Equally complex and more fully documented, is the legend of the Caillech Bhérri, ‘The Hag of Bérre’, who is as famous in modern Irish folk lore as she evidently was in the early literary tradition. Her epithet connects her with a peninsula in the south-west of Ireland, but her associations in folklore extend throughout Ireland and Gaelic Scotland, and it is related of her that ‘she dropped cairns on to hills in Meath out of her apron, was responsible for moving islands in west Kerry, built mountains from rocks carried in her creel in Scotland, and was queen of the Limerick fairies’. The geotectonic role thus ascribed to her is an expression of her intimate connection with the land, and accords well with other traditions which picture her as a divine ancestress of numerous progeny and as an epitome of longevity who had passed repeatedly through the cycle of youth and age. ‘She entered upon seven periods of youth’, says an early note, ‘so that every husband used to pass from her to death through old age, and so that her grand-children and great-grandchildren were peoples and races’. She was known also as Bui (or Boi), and under this name she is described as the wife of the god Lugh, who is elsewhere represented as a model of kingship, and she is brought into a close association with the megalithic monument of Knowth in Co. Meath.
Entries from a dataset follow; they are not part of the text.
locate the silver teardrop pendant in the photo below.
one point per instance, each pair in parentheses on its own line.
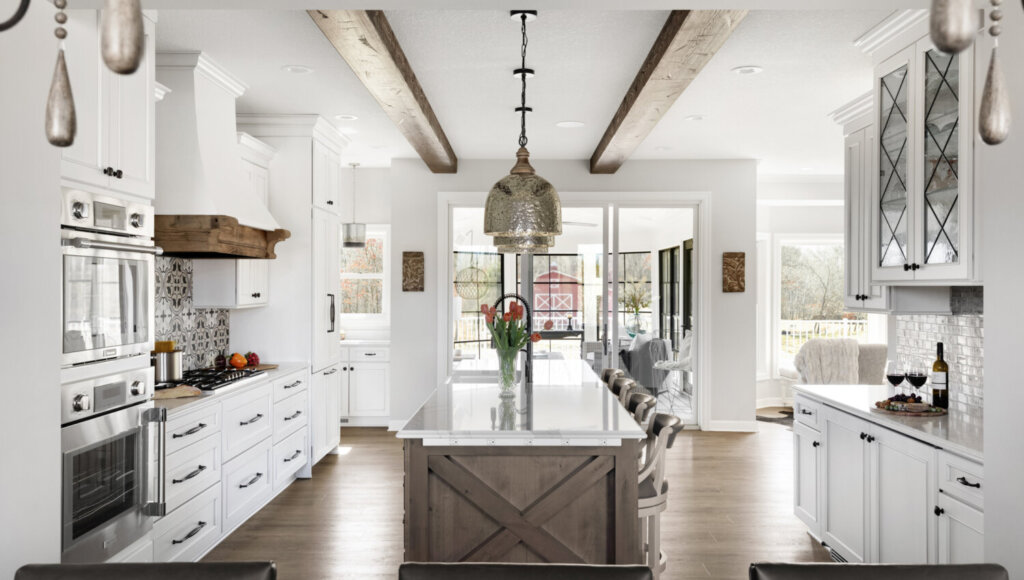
(952,25)
(60,120)
(993,116)
(122,36)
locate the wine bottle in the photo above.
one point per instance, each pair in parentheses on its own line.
(940,372)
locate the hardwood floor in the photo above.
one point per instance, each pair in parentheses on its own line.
(730,504)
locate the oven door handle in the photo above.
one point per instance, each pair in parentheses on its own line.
(87,244)
(156,420)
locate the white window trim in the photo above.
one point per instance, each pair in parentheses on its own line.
(370,321)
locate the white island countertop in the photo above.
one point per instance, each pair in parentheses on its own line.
(957,431)
(567,405)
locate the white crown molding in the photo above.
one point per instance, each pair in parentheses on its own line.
(856,108)
(203,64)
(255,151)
(894,25)
(293,126)
(160,90)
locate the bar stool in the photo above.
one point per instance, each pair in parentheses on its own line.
(622,387)
(653,490)
(608,375)
(640,405)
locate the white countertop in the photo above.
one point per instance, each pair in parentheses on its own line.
(185,404)
(567,404)
(958,432)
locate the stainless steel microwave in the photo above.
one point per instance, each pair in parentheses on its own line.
(108,278)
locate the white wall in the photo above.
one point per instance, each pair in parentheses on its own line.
(732,187)
(998,181)
(30,298)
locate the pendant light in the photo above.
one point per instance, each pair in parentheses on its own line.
(522,211)
(353,234)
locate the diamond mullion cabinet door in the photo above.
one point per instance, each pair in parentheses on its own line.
(807,474)
(892,189)
(844,518)
(962,532)
(85,160)
(903,528)
(943,164)
(133,123)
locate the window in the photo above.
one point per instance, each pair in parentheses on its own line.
(634,292)
(478,280)
(365,285)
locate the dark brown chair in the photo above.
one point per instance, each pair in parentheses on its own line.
(474,571)
(175,571)
(764,571)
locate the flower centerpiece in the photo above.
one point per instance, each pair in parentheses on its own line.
(511,334)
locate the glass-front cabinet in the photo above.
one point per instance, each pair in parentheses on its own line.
(923,196)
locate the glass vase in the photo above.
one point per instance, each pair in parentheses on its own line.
(506,370)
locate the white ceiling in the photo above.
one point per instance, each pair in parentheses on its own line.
(585,60)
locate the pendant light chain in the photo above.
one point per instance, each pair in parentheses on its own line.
(522,130)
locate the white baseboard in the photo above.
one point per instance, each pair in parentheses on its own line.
(737,426)
(774,402)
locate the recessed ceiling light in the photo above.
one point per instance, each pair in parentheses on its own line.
(297,69)
(748,70)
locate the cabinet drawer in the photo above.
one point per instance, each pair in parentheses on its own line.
(962,479)
(192,427)
(189,532)
(291,414)
(247,484)
(192,470)
(247,420)
(289,456)
(807,411)
(289,385)
(370,354)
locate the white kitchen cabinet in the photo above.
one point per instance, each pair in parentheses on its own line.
(923,199)
(326,401)
(902,491)
(806,465)
(327,173)
(961,532)
(327,288)
(845,518)
(115,146)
In the eighth or ninth century one of the monastic literati,availing himself of a semantic ambiguity in the word caillech, invented the fiction that she had taken the nun’s veil (caille) in the end of her days. He went on to compose around this notion a poem as rich in its, symbolism as in its lyric beauty, in which the ‘Nun’ of Bérre contrasts her present state of penury and physical decay with other glorious days when she was young and beautifully arrayed and the companion of princes:

Swift chariots
and horses that carried off the prize,
once I had plenty of them:
a blessing on the King who granted them.

My body seeks to make its way
to the house of judgement;
when the Son of God thinks it time,
let him come to claim his loan.

My arms when they are seen
are bony and thin;
dear was the craft they practised,
they would be around glorious kings...

I envy nothing that is old
except the Plain of Femhen;
though I have donned the thatch of age,
Femhen’s crown is still yellow.

The Stone of the Kings in Femhen,
Rónán’s Fort in Breghon,
it is long since storms first reached them
but their cheeks are not old and withered....
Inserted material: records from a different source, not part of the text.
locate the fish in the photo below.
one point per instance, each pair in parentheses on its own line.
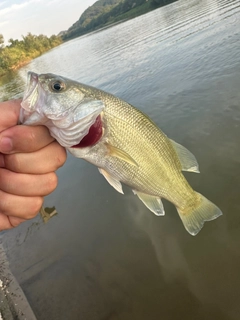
(123,142)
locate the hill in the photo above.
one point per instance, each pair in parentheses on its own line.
(105,12)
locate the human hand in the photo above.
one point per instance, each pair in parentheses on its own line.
(28,158)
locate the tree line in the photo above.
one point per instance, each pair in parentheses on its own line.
(105,12)
(19,52)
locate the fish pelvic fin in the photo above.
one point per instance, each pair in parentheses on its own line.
(111,180)
(153,203)
(118,153)
(187,159)
(193,221)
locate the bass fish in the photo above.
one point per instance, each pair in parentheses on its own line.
(121,141)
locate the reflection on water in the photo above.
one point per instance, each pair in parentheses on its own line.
(105,256)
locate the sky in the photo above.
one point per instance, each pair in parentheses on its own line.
(18,17)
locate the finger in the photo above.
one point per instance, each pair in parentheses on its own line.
(9,222)
(27,184)
(24,139)
(46,160)
(9,114)
(19,207)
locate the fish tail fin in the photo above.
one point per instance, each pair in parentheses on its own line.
(194,220)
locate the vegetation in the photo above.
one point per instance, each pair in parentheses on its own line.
(105,12)
(20,52)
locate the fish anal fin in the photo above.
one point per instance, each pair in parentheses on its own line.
(111,180)
(187,159)
(194,220)
(118,153)
(153,203)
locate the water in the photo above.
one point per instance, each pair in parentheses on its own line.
(105,256)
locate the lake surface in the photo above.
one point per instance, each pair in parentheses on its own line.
(105,256)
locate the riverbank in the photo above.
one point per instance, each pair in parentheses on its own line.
(20,52)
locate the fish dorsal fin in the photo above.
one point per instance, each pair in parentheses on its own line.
(151,202)
(187,159)
(111,180)
(118,153)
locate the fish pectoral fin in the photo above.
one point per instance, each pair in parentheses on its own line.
(111,180)
(118,153)
(153,203)
(187,159)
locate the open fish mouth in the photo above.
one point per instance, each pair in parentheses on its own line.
(68,120)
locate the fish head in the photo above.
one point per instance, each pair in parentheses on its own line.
(61,105)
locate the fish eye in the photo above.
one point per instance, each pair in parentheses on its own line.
(58,86)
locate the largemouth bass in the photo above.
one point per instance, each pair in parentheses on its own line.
(121,141)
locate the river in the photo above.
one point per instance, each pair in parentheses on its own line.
(105,256)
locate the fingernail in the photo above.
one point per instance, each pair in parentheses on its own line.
(6,145)
(2,163)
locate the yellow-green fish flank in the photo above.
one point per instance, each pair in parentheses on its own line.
(121,141)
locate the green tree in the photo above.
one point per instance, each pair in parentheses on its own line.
(1,41)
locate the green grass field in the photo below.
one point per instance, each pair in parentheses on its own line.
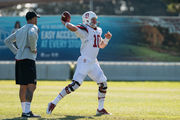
(126,100)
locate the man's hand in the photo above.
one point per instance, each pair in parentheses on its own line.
(34,51)
(63,22)
(66,16)
(108,35)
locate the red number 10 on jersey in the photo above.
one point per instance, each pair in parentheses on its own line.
(97,39)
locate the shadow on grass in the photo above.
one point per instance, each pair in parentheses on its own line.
(66,117)
(16,118)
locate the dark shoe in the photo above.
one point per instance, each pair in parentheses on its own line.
(30,114)
(50,108)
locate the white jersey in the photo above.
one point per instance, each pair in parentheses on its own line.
(90,39)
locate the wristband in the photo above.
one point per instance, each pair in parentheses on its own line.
(66,24)
(106,41)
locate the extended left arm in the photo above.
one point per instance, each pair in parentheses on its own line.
(105,41)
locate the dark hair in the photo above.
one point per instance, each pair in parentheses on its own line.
(30,15)
(17,23)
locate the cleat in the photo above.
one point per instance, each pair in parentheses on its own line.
(102,112)
(30,114)
(50,108)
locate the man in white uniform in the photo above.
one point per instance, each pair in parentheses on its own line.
(87,63)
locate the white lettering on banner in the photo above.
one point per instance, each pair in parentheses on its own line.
(48,35)
(57,27)
(57,43)
(65,35)
(74,44)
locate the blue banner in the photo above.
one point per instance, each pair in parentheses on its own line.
(134,38)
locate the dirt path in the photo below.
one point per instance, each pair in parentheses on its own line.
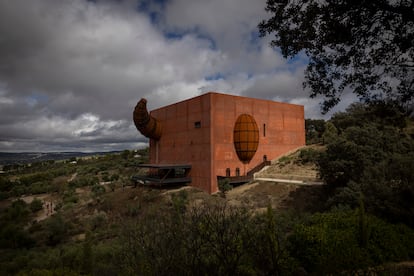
(49,204)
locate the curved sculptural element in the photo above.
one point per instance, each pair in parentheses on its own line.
(146,124)
(245,137)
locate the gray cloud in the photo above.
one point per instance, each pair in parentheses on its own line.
(72,71)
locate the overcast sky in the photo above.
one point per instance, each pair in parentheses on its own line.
(72,71)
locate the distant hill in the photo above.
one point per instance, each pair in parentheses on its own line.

I have had my day with kings,
drinking mead and wine;
today I drink whey and water
among shrivelled old hags....

The flood-wave,
and the swift ebb;
what the flood brings you
the ebb carries from your hand. ...

Happy is the island of the great sea,
for the flood comes to it after the ebb;
as for me, I do not expect
flood after ebb to come to me.

The real subject of this poem, ‘the greatest of Irish poems’ it has been claimed, is the deep incompatibility between Christianity and the world of pagan belief and the inevitable outcome of their conflict in the conquest and impoverishment of the latter. It is one of the great crucial themes of the Irish past and it is handled here with an artistic restraint and a depth of understanding and compassion that match its importance. In the present context, however, the significant thing is that the monastic poet should have chosen to present this great ideological theme through the legend of the Caillech Bhérri, mother- goddess, shaper and guardian of the land ... and consort of kings.

The same kind of functional and aspectual variation holds true for Brighid. The composite legend of goddess and saint connects her on the one hand with learning, craftsmanship and healing and on the other with childbirth and animal abundance–all of them predominantly pacific concerns. Yet in time of war St Brighid was wont to intervene in favour of the Leinstermen and more or less in the manner of the pagan war-goddess. But there is no essential inconsistency here, for Brighid was tutelary goddess of the land of Leinster and, as such, she was as much concerned with its political as with its economic well-being. In this, the interests of the territorial goddess coincide with those of the sacral kingship: the criterion of a rightful king is that the land should be prosperous and inviolate under his rule - and this can be achieved only if he is accepted as her legitimate spouse by the goddess who personifies his kingdom.